I’m sitting on the cusp of Libra and Virgo, which puts me at risk of an astrological wedgie. But really I’m a Libra through and through. I hold the balances; I see both sides of an issue. I don’t like to get pinned down. In spite of that, I just went in for my annual mammogram.

In the interest of my health, I have my annual mammogram every fifteen months or so. Fifteen-month years do wonders for your longevity. This time, after taking the required four pictures, they asked for a do-over. They said I moved. What moving? There’s no moving. If the fire alarm goes off, I’m screwed. Nothing pins a girl down like a mammogram.

The woman in charge (let’s call her Adolph) carefully stuffs your breast onto the bottom plate, hauling in a little extra from the belly, armpit and the lowermost of chins, and then takes the top plate and smashes you to a thickness that she can read through. The instructions are on the bottom plate.

This used to be more painful, but as one obtains maturity, as here defined by a marked decrease in sexual attractiveness, one’s breasts begin to lose all their internal architecture, replacing it with a sort of apathetic goo. In the context of a mammogram, the procedure now involves less stuffing and cramming than merely peeling the tissue off the torso like a piecrust and rolling it out onto the plate. The top plate is now superfluous.

One year I got a letter afterwards suggesting I should come back in for a recheck. There was an “anomaly,” and a date available in two weeks. I’m not the sort of person who can survive two weeks in a state of panic, so I badgered them until they admitted they weren’t really doing anything just then, just sitting around eating pancakes and pita bread and playing with their food, and I raced in. The technician brought out my x-ray and hung it up on the wall for reference.

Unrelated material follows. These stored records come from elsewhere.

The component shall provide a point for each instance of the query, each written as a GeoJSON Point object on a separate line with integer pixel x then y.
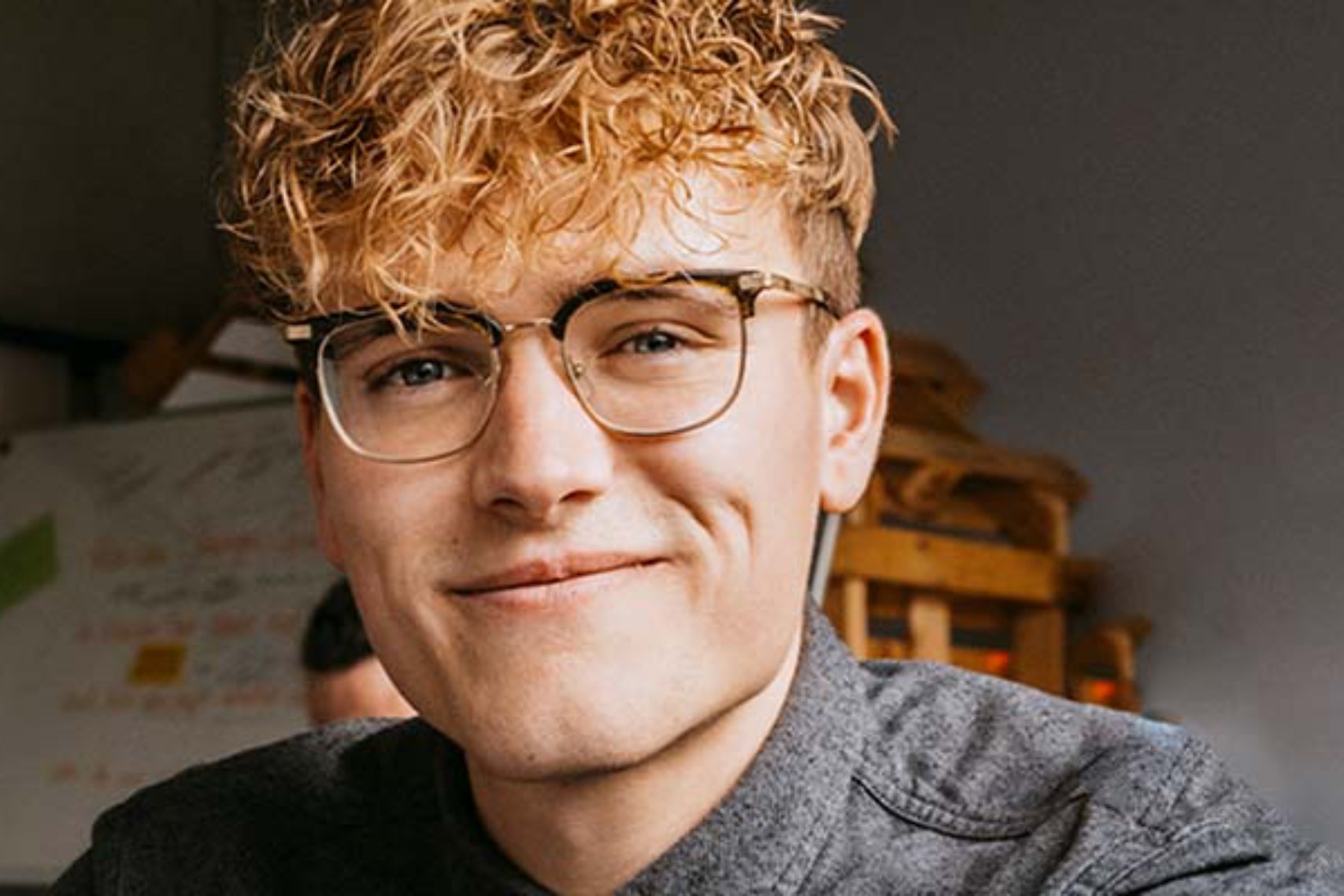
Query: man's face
{"type": "Point", "coordinates": [559, 599]}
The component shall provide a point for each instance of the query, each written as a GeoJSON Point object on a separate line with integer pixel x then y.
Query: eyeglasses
{"type": "Point", "coordinates": [650, 356]}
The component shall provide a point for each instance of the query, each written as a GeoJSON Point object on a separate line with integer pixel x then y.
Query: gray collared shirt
{"type": "Point", "coordinates": [880, 778]}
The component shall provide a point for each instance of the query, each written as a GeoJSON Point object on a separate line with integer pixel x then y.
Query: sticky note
{"type": "Point", "coordinates": [27, 561]}
{"type": "Point", "coordinates": [157, 664]}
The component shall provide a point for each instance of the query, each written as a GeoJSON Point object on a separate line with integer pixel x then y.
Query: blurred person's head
{"type": "Point", "coordinates": [344, 679]}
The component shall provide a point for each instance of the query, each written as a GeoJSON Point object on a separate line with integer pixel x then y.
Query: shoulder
{"type": "Point", "coordinates": [1000, 757]}
{"type": "Point", "coordinates": [313, 772]}
{"type": "Point", "coordinates": [268, 810]}
{"type": "Point", "coordinates": [1135, 804]}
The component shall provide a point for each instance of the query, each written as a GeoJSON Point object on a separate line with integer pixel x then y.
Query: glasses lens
{"type": "Point", "coordinates": [657, 359]}
{"type": "Point", "coordinates": [413, 393]}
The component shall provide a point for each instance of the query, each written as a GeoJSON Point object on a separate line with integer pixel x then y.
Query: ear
{"type": "Point", "coordinates": [308, 409]}
{"type": "Point", "coordinates": [857, 380]}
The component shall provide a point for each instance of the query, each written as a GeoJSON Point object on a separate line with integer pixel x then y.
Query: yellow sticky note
{"type": "Point", "coordinates": [157, 664]}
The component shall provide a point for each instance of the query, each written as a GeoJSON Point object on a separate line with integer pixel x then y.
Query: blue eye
{"type": "Point", "coordinates": [420, 371]}
{"type": "Point", "coordinates": [653, 342]}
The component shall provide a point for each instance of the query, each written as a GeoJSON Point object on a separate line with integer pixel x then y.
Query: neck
{"type": "Point", "coordinates": [591, 835]}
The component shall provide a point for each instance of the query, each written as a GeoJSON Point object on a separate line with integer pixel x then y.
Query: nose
{"type": "Point", "coordinates": [541, 454]}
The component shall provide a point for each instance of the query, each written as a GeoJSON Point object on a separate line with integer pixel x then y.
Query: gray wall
{"type": "Point", "coordinates": [1129, 218]}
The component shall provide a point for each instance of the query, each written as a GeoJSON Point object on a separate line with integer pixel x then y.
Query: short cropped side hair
{"type": "Point", "coordinates": [380, 132]}
{"type": "Point", "coordinates": [335, 637]}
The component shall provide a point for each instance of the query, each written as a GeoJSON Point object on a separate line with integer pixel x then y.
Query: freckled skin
{"type": "Point", "coordinates": [682, 657]}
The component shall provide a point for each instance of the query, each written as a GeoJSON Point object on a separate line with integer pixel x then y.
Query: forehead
{"type": "Point", "coordinates": [699, 222]}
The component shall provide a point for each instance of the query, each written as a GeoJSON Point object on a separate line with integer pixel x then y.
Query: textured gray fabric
{"type": "Point", "coordinates": [898, 778]}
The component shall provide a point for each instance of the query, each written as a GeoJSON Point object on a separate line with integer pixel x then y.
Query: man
{"type": "Point", "coordinates": [574, 287]}
{"type": "Point", "coordinates": [343, 676]}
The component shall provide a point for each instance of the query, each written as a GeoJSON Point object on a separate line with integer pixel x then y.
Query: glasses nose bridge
{"type": "Point", "coordinates": [531, 323]}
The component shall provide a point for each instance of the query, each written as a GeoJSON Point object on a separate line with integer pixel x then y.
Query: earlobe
{"type": "Point", "coordinates": [857, 380]}
{"type": "Point", "coordinates": [309, 418]}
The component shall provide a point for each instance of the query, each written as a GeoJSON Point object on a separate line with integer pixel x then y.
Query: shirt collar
{"type": "Point", "coordinates": [766, 831]}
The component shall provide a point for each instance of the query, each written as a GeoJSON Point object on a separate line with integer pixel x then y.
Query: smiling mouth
{"type": "Point", "coordinates": [545, 578]}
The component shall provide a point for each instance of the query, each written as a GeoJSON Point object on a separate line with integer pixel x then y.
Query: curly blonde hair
{"type": "Point", "coordinates": [382, 131]}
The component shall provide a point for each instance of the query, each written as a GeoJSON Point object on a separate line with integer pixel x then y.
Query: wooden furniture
{"type": "Point", "coordinates": [960, 550]}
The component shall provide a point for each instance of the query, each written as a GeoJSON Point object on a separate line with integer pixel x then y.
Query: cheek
{"type": "Point", "coordinates": [380, 512]}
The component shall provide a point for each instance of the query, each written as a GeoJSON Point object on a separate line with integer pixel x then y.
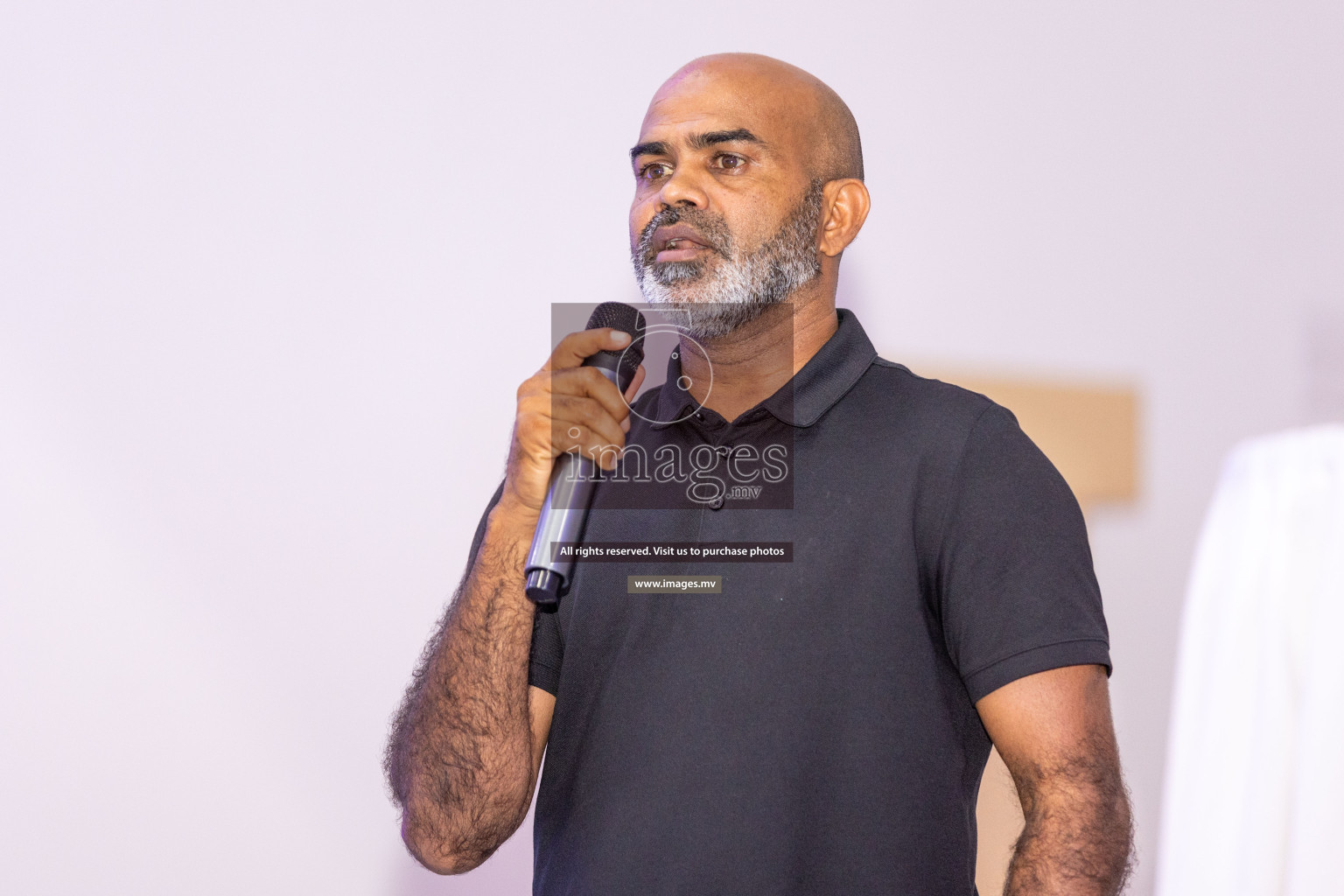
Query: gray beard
{"type": "Point", "coordinates": [712, 303]}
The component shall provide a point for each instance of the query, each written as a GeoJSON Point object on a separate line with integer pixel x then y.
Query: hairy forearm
{"type": "Point", "coordinates": [460, 760]}
{"type": "Point", "coordinates": [1078, 836]}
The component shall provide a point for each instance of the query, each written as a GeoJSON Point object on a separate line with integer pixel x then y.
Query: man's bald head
{"type": "Point", "coordinates": [747, 188]}
{"type": "Point", "coordinates": [802, 102]}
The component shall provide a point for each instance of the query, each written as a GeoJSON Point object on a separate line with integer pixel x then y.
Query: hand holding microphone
{"type": "Point", "coordinates": [567, 413]}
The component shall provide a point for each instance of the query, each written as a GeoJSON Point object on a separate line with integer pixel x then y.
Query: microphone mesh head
{"type": "Point", "coordinates": [628, 320]}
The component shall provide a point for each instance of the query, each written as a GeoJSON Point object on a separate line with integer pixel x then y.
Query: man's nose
{"type": "Point", "coordinates": [683, 188]}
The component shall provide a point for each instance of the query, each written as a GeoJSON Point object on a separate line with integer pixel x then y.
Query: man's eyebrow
{"type": "Point", "coordinates": [654, 148]}
{"type": "Point", "coordinates": [697, 141]}
{"type": "Point", "coordinates": [741, 135]}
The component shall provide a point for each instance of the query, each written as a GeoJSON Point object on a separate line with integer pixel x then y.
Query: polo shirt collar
{"type": "Point", "coordinates": [812, 391]}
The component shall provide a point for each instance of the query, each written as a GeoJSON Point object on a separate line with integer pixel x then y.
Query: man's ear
{"type": "Point", "coordinates": [847, 207]}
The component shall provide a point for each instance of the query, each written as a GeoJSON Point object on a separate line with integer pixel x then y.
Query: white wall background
{"type": "Point", "coordinates": [270, 273]}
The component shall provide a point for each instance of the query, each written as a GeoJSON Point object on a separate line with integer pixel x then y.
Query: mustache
{"type": "Point", "coordinates": [711, 228]}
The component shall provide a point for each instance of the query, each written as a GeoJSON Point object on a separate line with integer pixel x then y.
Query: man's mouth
{"type": "Point", "coordinates": [677, 243]}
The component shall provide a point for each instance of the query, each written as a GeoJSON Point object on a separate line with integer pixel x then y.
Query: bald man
{"type": "Point", "coordinates": [817, 725]}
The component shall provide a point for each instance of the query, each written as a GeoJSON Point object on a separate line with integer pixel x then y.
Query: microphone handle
{"type": "Point", "coordinates": [564, 514]}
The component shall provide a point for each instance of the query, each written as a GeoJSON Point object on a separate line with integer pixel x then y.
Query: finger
{"type": "Point", "coordinates": [589, 444]}
{"type": "Point", "coordinates": [576, 346]}
{"type": "Point", "coordinates": [589, 418]}
{"type": "Point", "coordinates": [589, 382]}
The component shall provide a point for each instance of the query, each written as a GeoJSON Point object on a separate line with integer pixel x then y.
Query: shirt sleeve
{"type": "Point", "coordinates": [1016, 589]}
{"type": "Point", "coordinates": [543, 668]}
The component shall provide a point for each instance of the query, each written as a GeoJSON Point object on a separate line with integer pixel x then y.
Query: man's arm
{"type": "Point", "coordinates": [1055, 735]}
{"type": "Point", "coordinates": [468, 739]}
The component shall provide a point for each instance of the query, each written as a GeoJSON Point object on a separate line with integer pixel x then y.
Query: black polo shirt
{"type": "Point", "coordinates": [810, 728]}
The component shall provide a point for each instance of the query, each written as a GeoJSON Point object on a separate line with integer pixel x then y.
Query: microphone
{"type": "Point", "coordinates": [574, 476]}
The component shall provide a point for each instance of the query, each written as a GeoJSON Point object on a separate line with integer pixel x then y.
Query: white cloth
{"type": "Point", "coordinates": [1254, 795]}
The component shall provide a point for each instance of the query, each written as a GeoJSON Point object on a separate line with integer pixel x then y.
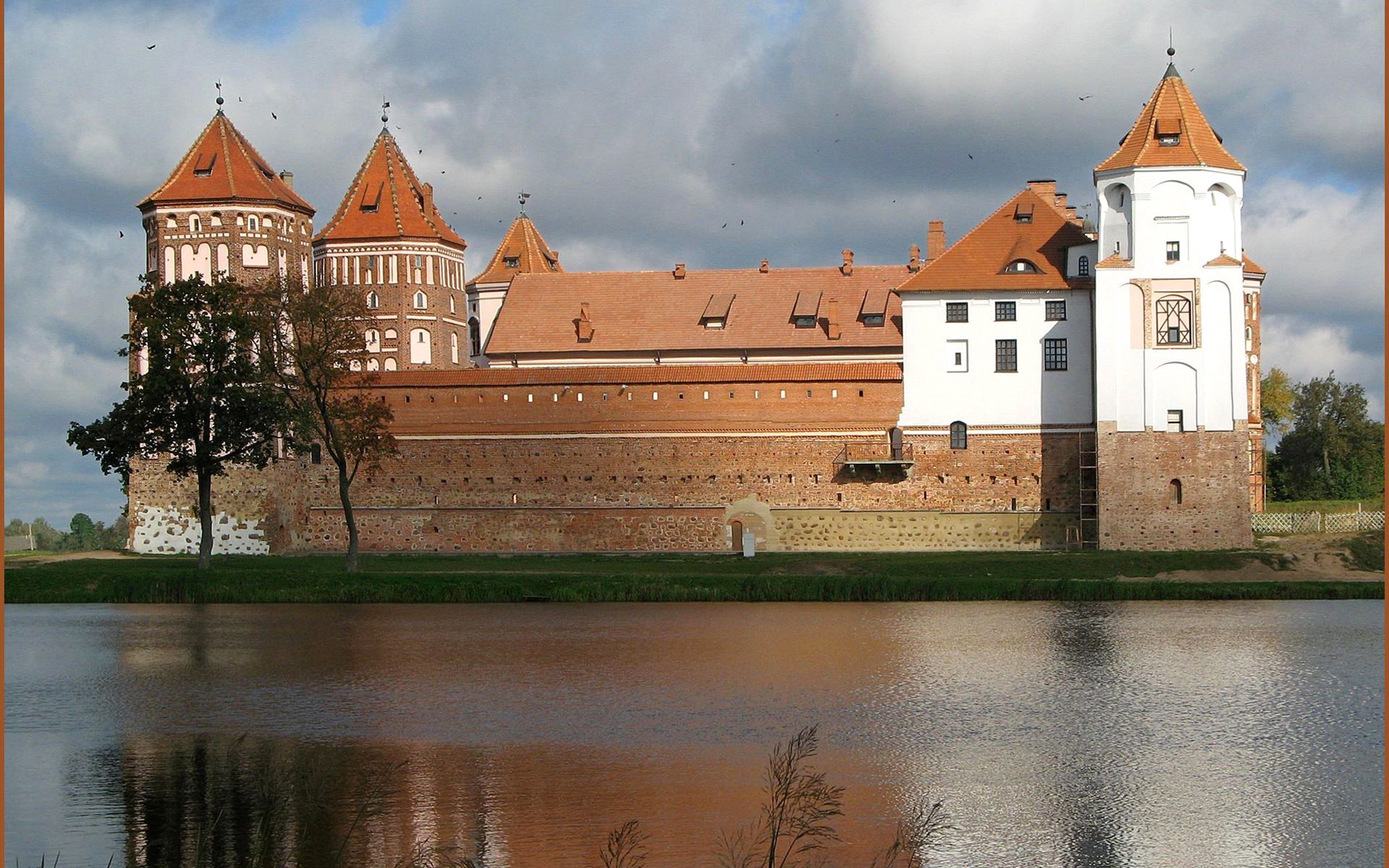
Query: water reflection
{"type": "Point", "coordinates": [1082, 735]}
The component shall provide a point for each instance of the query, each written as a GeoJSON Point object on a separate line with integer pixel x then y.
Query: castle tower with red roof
{"type": "Point", "coordinates": [522, 250]}
{"type": "Point", "coordinates": [389, 239]}
{"type": "Point", "coordinates": [1176, 359]}
{"type": "Point", "coordinates": [224, 210]}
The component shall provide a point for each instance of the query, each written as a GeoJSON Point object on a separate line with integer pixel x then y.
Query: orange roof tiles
{"type": "Point", "coordinates": [978, 260]}
{"type": "Point", "coordinates": [524, 244]}
{"type": "Point", "coordinates": [647, 312]}
{"type": "Point", "coordinates": [386, 200]}
{"type": "Point", "coordinates": [1171, 110]}
{"type": "Point", "coordinates": [220, 166]}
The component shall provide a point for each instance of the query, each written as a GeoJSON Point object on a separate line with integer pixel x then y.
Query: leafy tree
{"type": "Point", "coordinates": [320, 354]}
{"type": "Point", "coordinates": [1275, 398]}
{"type": "Point", "coordinates": [205, 401]}
{"type": "Point", "coordinates": [1334, 451]}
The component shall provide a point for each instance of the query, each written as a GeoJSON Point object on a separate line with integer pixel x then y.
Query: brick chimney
{"type": "Point", "coordinates": [935, 239]}
{"type": "Point", "coordinates": [584, 326]}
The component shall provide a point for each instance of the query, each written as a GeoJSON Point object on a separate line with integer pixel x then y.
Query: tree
{"type": "Point", "coordinates": [203, 403]}
{"type": "Point", "coordinates": [1275, 399]}
{"type": "Point", "coordinates": [1334, 451]}
{"type": "Point", "coordinates": [320, 354]}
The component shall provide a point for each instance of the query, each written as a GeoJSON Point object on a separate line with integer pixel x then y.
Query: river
{"type": "Point", "coordinates": [1082, 735]}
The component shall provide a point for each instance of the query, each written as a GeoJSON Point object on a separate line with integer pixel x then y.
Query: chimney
{"type": "Point", "coordinates": [584, 326]}
{"type": "Point", "coordinates": [935, 239]}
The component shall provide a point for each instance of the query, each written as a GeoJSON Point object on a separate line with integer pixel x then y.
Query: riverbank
{"type": "Point", "coordinates": [608, 578]}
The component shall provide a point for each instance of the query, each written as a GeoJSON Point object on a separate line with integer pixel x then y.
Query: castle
{"type": "Point", "coordinates": [1037, 383]}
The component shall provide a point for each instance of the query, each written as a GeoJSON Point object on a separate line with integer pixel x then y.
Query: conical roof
{"type": "Point", "coordinates": [223, 164]}
{"type": "Point", "coordinates": [1174, 110]}
{"type": "Point", "coordinates": [386, 200]}
{"type": "Point", "coordinates": [525, 247]}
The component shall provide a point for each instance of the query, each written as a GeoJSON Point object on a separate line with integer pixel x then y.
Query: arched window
{"type": "Point", "coordinates": [959, 435]}
{"type": "Point", "coordinates": [1174, 321]}
{"type": "Point", "coordinates": [420, 347]}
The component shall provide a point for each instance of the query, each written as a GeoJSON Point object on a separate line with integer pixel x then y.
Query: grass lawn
{"type": "Point", "coordinates": [1374, 504]}
{"type": "Point", "coordinates": [433, 578]}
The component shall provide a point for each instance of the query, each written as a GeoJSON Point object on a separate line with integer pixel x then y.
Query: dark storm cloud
{"type": "Point", "coordinates": [642, 128]}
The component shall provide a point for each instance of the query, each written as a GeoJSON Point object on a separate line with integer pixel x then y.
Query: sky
{"type": "Point", "coordinates": [641, 128]}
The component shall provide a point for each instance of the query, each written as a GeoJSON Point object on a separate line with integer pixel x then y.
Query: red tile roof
{"type": "Point", "coordinates": [650, 312]}
{"type": "Point", "coordinates": [223, 166]}
{"type": "Point", "coordinates": [1171, 109]}
{"type": "Point", "coordinates": [978, 260]}
{"type": "Point", "coordinates": [386, 200]}
{"type": "Point", "coordinates": [522, 243]}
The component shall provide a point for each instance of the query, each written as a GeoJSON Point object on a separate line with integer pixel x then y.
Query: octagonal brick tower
{"type": "Point", "coordinates": [389, 241]}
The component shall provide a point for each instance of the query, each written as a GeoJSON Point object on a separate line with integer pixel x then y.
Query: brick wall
{"type": "Point", "coordinates": [1137, 501]}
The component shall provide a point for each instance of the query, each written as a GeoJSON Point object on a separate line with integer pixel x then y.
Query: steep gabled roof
{"type": "Point", "coordinates": [1174, 109]}
{"type": "Point", "coordinates": [522, 243]}
{"type": "Point", "coordinates": [386, 200]}
{"type": "Point", "coordinates": [647, 312]}
{"type": "Point", "coordinates": [223, 166]}
{"type": "Point", "coordinates": [978, 260]}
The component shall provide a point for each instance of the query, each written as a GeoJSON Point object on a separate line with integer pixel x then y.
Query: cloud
{"type": "Point", "coordinates": [642, 128]}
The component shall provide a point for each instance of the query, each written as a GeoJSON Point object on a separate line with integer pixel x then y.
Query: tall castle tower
{"type": "Point", "coordinates": [389, 239]}
{"type": "Point", "coordinates": [224, 210]}
{"type": "Point", "coordinates": [522, 250]}
{"type": "Point", "coordinates": [1173, 373]}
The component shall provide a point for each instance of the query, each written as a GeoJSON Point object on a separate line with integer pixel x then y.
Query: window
{"type": "Point", "coordinates": [1174, 321]}
{"type": "Point", "coordinates": [1053, 353]}
{"type": "Point", "coordinates": [959, 435]}
{"type": "Point", "coordinates": [1005, 354]}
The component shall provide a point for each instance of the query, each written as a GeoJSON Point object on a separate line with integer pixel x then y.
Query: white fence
{"type": "Point", "coordinates": [1316, 522]}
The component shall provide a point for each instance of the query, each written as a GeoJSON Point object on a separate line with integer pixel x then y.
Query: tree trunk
{"type": "Point", "coordinates": [344, 485]}
{"type": "Point", "coordinates": [205, 514]}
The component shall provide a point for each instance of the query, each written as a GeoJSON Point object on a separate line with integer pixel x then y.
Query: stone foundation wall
{"type": "Point", "coordinates": [1138, 504]}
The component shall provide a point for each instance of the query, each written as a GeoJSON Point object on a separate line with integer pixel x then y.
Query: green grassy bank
{"type": "Point", "coordinates": [428, 578]}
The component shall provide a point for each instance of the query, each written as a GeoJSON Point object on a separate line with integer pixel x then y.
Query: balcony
{"type": "Point", "coordinates": [874, 459]}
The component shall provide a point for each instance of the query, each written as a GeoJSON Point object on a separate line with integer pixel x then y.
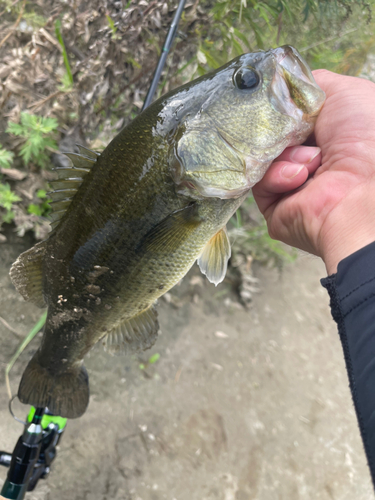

What these pictures used to look like, pre-menopause, with all the architecture intact, was something you might see from the Hubble telescope: millions of little stars and thready gases and nebulae, in which trained personnel can detect suspicious planets. I’d seen one of mine before. This one was deep space, all darkness, no nebulae at all, with the Star of Bethlehem blazing away right in the middle. I could see it from across the room. “Is that thing in the middle the anomaly we’re looking at?” I whimpered, visualizing a tiny tumor glowing in a manger. The technician nodded. She used a more focused x-ray machine and zeroed in on my supernova. Then she left the room with the x-ray to show the doctor,  leaving me with an inadequately distracting group of women’s magazines. At times like these, one is no longer interested in how to keep pounds off during the holidays, or five new recipes for fried chocolate.

Adolph isn’t allowed to tell you anything about your x-rays, even though you suspect she knows as much as the doctors do. She came back in and apologized that she needed to take a few more shots. Fifteen minutes later she came back and said she needed to escort me to stage two, Ultrasound.

By the time we’d reached the Ultrasound room, I had run through a number of items that needed changing in my will, and while she was consulting the doctor about the new results, I’d begun a preliminary list of music I thought would be nice for my funeral. She returned to accompany me and my breasts to stage three, a stern interrogation. The doctor had my old x-ray, the one with the big star, hung up next to a series of new ones, which were entirely blank. “As you can see,” he said, using the pointer, “we can’t find the anomaly anymore. We probably got a little pleat in there the first time. You don’t seem to have anything in your breasts at all. You’re good to go.”

Nothing in them at all. I gave them an affectionate little pat, without taking my hands from my lap.